The most common qualified retirement plan transaction is the rollover. Quite often when an employee leaves an employer, the employee rolls over the 401(k) or other retirement plan balance to an IRA.

These rollovers could be costing many investors thousands of dollars, according to a new study from Pew Charitable Trusts.

Many 401(k) and other employer retirement plans allow participants to buy “institutional shares” in mutual funds and other investment funds. These shares have lower expenses and fees than the standard “retail shares” of the funds.

An individual can purchase institutional shares through an IRA, but only when the individual has a significant IRA balance. Most institutional share classes have a minimum initial investment of $1 million. Most people, after rolling over money from an employer plan to an IRA, have to buy the retail shares.

The cost difference between the two share classes might seem very small, but the total additional cost mounts over time. Hybrid mutual funds (typically balanced or asset allocation funds) had the lowest cost difference between retail and institutional shares at 0.19 percentage points.

Even that small difference compounds to a big number. The Pew study said that many investors don’t realize how much the shift from institutional shares to retail shares costs them over time.

Using the total amount rolled over from IRAs to 401(k)s in 2019, the expense difference cost investors a total of $980 million in that one year alone, according to estimates in the study. Stock and bond funds have more significant cost differences between the two share classes, so the loss to investors is much higher.

Over periods of 25 years or more, the cost really compounds. One estimate in the study is that after 25 years an investor who rolled over $250,000 would have paid more than $10,000 in additional fees. The final balance of the account would be reduced by more than $20,000.

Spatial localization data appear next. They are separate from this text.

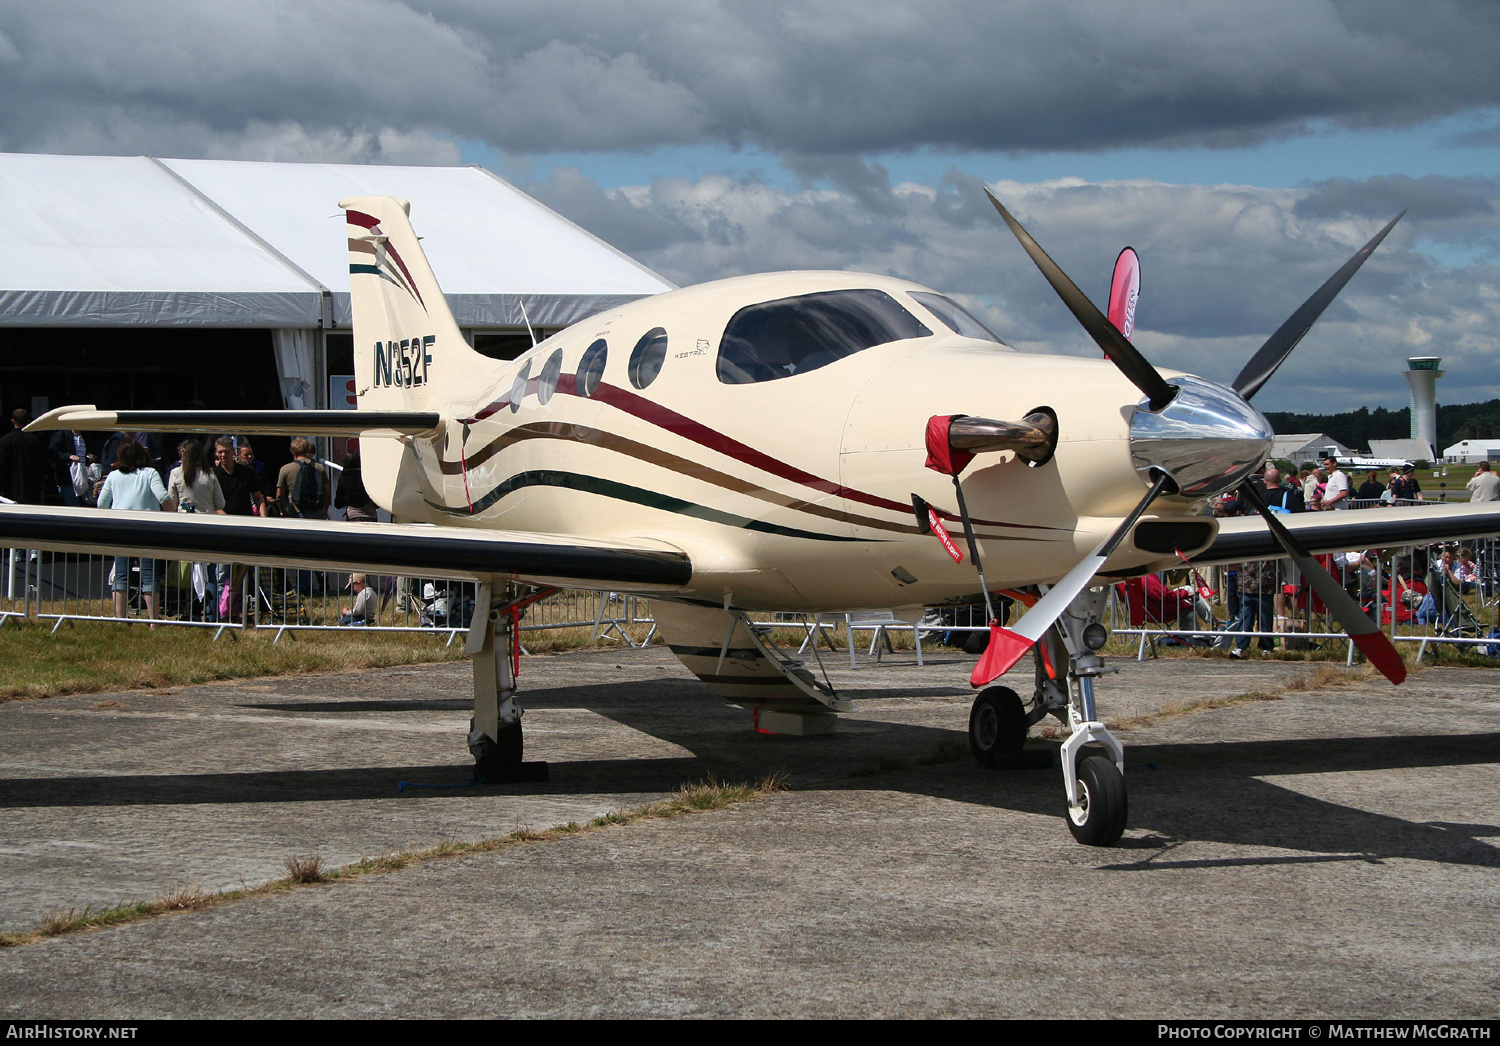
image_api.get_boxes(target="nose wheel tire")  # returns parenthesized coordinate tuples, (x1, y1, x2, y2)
(968, 686, 1027, 768)
(1067, 752, 1127, 846)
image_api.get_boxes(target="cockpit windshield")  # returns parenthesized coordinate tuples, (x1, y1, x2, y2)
(909, 291, 1009, 345)
(717, 288, 933, 384)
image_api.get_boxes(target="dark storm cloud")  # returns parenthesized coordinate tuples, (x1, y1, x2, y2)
(1, 1, 1497, 160)
(1296, 175, 1497, 223)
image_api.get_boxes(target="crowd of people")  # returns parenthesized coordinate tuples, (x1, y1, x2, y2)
(1191, 456, 1494, 656)
(1119, 455, 1496, 657)
(1275, 454, 1425, 510)
(0, 409, 379, 626)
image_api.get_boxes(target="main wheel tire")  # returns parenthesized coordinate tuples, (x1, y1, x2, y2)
(968, 686, 1027, 768)
(1066, 752, 1127, 846)
(472, 721, 524, 777)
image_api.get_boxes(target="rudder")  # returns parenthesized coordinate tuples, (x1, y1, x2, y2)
(340, 195, 491, 412)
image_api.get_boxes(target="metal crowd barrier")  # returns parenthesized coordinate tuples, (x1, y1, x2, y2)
(1107, 534, 1500, 661)
(0, 551, 646, 644)
(5, 536, 1500, 666)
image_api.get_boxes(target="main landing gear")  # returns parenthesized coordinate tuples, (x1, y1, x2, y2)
(967, 686, 1026, 767)
(966, 585, 1128, 846)
(466, 581, 549, 783)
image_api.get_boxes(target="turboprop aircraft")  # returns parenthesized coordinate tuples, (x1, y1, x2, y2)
(8, 191, 1500, 847)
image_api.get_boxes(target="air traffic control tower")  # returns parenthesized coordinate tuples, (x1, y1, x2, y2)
(1405, 356, 1444, 459)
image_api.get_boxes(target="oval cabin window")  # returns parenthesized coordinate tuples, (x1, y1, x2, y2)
(577, 339, 607, 398)
(537, 349, 563, 405)
(508, 360, 531, 413)
(629, 327, 669, 390)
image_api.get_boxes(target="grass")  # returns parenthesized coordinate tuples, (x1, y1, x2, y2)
(0, 608, 939, 704)
(282, 854, 327, 884)
(0, 623, 469, 702)
(0, 776, 787, 948)
(0, 618, 679, 703)
(1103, 662, 1375, 732)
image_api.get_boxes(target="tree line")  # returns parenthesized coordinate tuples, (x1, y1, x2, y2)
(1264, 400, 1500, 451)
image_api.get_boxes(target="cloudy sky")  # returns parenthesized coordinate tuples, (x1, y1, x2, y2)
(3, 0, 1499, 413)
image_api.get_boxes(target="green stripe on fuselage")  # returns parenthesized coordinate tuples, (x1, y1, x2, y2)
(426, 470, 867, 542)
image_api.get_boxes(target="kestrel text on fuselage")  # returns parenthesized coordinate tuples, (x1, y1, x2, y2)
(373, 336, 435, 388)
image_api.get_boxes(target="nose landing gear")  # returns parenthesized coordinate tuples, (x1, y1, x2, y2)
(966, 584, 1129, 846)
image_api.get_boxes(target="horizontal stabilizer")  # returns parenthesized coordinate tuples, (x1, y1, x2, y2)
(27, 405, 444, 439)
(0, 507, 692, 591)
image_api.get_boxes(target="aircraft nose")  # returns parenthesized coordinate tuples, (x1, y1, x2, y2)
(1128, 375, 1273, 497)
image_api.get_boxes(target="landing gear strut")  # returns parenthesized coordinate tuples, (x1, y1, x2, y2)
(466, 581, 549, 783)
(1051, 585, 1127, 845)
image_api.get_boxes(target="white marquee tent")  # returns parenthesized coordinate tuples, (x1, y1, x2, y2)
(0, 153, 672, 410)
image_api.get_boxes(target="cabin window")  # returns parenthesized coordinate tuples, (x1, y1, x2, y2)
(629, 327, 668, 390)
(716, 289, 932, 384)
(537, 349, 563, 405)
(909, 291, 1008, 346)
(577, 339, 607, 398)
(508, 360, 531, 413)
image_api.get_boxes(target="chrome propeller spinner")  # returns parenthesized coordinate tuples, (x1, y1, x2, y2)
(1127, 375, 1272, 499)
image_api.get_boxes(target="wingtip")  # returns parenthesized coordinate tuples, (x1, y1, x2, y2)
(25, 405, 107, 432)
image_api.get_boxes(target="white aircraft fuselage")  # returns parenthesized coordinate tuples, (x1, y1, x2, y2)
(357, 260, 1264, 615)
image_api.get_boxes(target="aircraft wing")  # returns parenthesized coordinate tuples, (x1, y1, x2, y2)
(28, 405, 443, 439)
(1198, 504, 1500, 565)
(0, 506, 692, 591)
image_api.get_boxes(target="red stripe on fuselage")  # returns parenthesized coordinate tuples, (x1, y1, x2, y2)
(459, 377, 1059, 532)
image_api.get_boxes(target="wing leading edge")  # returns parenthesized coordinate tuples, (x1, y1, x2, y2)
(1199, 504, 1500, 565)
(0, 507, 692, 591)
(28, 406, 443, 439)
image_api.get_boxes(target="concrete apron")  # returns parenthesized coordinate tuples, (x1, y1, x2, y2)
(0, 647, 1497, 1017)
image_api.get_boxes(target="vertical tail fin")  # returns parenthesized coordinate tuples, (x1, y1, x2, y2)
(340, 196, 490, 411)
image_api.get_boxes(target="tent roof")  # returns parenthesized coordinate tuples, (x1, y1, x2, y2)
(0, 153, 671, 329)
(1269, 433, 1353, 459)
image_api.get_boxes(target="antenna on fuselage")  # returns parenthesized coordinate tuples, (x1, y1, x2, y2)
(518, 298, 538, 348)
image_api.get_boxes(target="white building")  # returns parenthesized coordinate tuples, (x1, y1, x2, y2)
(1368, 438, 1431, 463)
(1442, 439, 1500, 464)
(1269, 434, 1354, 464)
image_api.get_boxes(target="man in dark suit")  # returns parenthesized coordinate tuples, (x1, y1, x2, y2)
(0, 409, 49, 504)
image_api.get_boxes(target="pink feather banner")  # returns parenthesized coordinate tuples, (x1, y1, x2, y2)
(1107, 246, 1140, 339)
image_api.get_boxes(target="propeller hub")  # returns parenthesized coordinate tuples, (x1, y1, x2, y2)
(1128, 375, 1273, 498)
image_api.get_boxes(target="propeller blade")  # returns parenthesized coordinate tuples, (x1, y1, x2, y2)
(972, 472, 1172, 687)
(1236, 483, 1406, 684)
(985, 190, 1176, 411)
(1232, 212, 1405, 402)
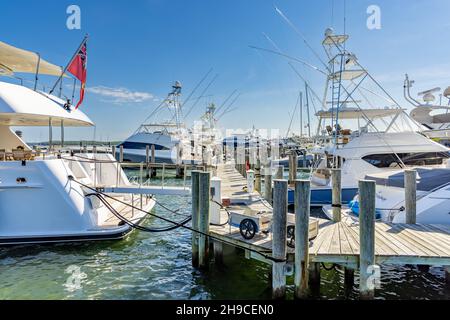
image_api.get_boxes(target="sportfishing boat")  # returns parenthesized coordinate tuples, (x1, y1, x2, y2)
(117, 81, 197, 164)
(283, 29, 450, 207)
(0, 41, 157, 245)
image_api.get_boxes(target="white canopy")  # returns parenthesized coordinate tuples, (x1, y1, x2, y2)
(333, 131, 449, 159)
(316, 107, 404, 120)
(0, 41, 66, 77)
(0, 81, 93, 127)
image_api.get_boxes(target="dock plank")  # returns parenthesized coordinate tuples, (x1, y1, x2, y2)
(210, 163, 450, 267)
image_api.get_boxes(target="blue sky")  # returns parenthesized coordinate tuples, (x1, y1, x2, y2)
(2, 0, 450, 142)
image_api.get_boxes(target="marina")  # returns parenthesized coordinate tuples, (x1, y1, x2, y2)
(2, 0, 450, 304)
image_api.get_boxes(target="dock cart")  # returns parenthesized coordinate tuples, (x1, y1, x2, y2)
(229, 207, 319, 246)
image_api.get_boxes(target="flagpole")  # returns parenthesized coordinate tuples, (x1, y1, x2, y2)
(49, 34, 89, 95)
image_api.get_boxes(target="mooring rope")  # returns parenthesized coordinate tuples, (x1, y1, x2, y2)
(69, 176, 286, 263)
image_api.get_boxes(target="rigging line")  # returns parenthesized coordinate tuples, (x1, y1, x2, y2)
(133, 99, 168, 135)
(215, 89, 238, 115)
(182, 68, 214, 107)
(249, 46, 327, 76)
(286, 93, 300, 137)
(88, 193, 192, 233)
(249, 44, 327, 75)
(274, 6, 328, 69)
(353, 82, 396, 105)
(71, 178, 285, 262)
(262, 32, 282, 53)
(306, 84, 319, 115)
(355, 86, 376, 109)
(288, 62, 326, 111)
(183, 73, 219, 120)
(218, 106, 239, 118)
(217, 93, 241, 120)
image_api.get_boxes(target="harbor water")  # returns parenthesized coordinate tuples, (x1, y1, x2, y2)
(0, 172, 449, 300)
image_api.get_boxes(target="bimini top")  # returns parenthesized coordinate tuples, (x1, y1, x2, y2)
(316, 107, 404, 120)
(0, 81, 93, 127)
(0, 41, 66, 77)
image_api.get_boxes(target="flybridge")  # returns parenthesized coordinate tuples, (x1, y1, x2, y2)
(0, 81, 93, 127)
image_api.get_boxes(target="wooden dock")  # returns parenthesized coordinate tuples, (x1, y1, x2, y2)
(205, 163, 450, 298)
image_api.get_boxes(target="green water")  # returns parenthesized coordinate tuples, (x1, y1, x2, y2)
(0, 172, 449, 300)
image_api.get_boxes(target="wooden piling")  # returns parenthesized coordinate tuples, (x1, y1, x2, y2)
(112, 145, 116, 159)
(213, 241, 224, 266)
(445, 266, 450, 288)
(332, 169, 342, 222)
(264, 162, 272, 204)
(272, 179, 288, 299)
(288, 152, 298, 184)
(308, 262, 321, 295)
(191, 171, 200, 268)
(275, 165, 284, 180)
(344, 267, 355, 292)
(359, 179, 376, 300)
(294, 180, 311, 299)
(151, 145, 156, 177)
(405, 169, 417, 224)
(198, 171, 211, 269)
(119, 145, 124, 163)
(255, 158, 261, 193)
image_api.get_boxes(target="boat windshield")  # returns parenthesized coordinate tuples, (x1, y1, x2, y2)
(362, 152, 450, 168)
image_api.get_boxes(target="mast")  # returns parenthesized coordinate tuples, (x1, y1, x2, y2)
(305, 83, 311, 138)
(299, 91, 303, 138)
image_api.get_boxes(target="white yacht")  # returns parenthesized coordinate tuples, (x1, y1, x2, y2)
(118, 82, 199, 164)
(405, 74, 450, 146)
(0, 42, 156, 245)
(284, 29, 450, 209)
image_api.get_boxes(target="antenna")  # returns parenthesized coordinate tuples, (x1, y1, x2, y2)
(344, 0, 347, 50)
(331, 0, 335, 28)
(418, 87, 441, 104)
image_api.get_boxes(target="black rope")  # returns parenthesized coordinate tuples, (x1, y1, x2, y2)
(86, 193, 191, 233)
(70, 177, 286, 263)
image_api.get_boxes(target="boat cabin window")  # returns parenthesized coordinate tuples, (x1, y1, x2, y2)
(119, 142, 170, 151)
(363, 152, 450, 168)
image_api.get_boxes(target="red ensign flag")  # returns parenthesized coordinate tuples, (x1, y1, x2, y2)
(67, 41, 87, 109)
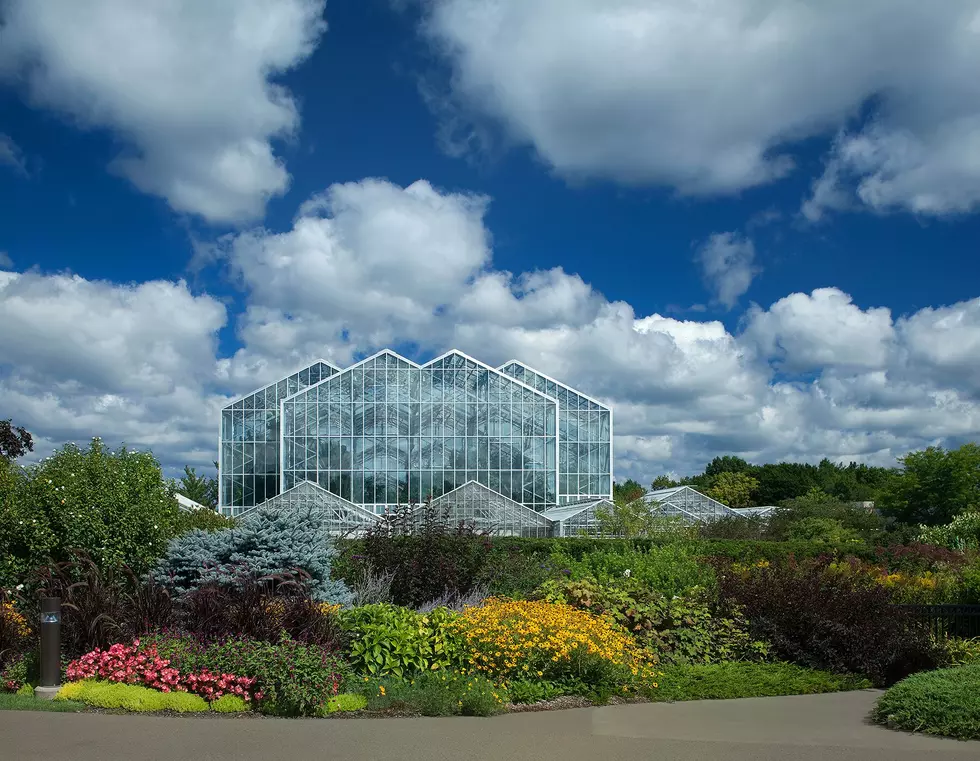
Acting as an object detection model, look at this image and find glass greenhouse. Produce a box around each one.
[220,349,612,518]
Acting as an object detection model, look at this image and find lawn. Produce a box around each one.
[0,692,85,712]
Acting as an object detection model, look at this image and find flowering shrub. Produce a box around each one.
[66,640,258,703]
[822,559,961,604]
[455,598,658,700]
[146,633,349,717]
[537,577,768,664]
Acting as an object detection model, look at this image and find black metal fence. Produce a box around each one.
[894,604,980,639]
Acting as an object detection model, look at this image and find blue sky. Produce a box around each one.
[1,0,979,483]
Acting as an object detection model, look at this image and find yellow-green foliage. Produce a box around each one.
[323,693,367,714]
[56,680,209,713]
[210,694,250,713]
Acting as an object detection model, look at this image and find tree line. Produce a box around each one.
[615,442,980,527]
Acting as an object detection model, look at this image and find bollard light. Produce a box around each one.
[34,596,61,700]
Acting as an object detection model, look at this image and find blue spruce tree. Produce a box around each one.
[156,503,353,604]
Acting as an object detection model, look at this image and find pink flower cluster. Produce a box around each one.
[66,640,261,703]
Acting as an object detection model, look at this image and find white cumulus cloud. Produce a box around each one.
[420,0,980,216]
[0,0,327,223]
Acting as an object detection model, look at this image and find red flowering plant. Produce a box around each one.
[66,640,260,703]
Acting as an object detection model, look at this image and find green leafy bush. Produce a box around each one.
[537,577,767,665]
[210,694,250,713]
[654,662,871,702]
[56,680,209,712]
[551,544,715,598]
[337,604,465,677]
[359,671,507,716]
[873,664,980,740]
[156,503,352,603]
[147,633,349,717]
[0,439,181,586]
[321,693,367,714]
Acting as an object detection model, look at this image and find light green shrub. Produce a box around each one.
[56,680,209,713]
[0,439,180,585]
[210,694,249,713]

The study recommends what I’ve long recommended. Before rolling over money from an employer plan to an IRA, compare several factors. One factor is the quality of the investment options in the 401(k) and IRA. Another factor is the fees and expenses charged by each of the options. Some employer plans have average to high fees, while others work hard to reduce the costs to their participants and are good deals.

Don’t automatically roll over a 401(k) to an IRA when leaving an employer. Consider all the differences between the two options.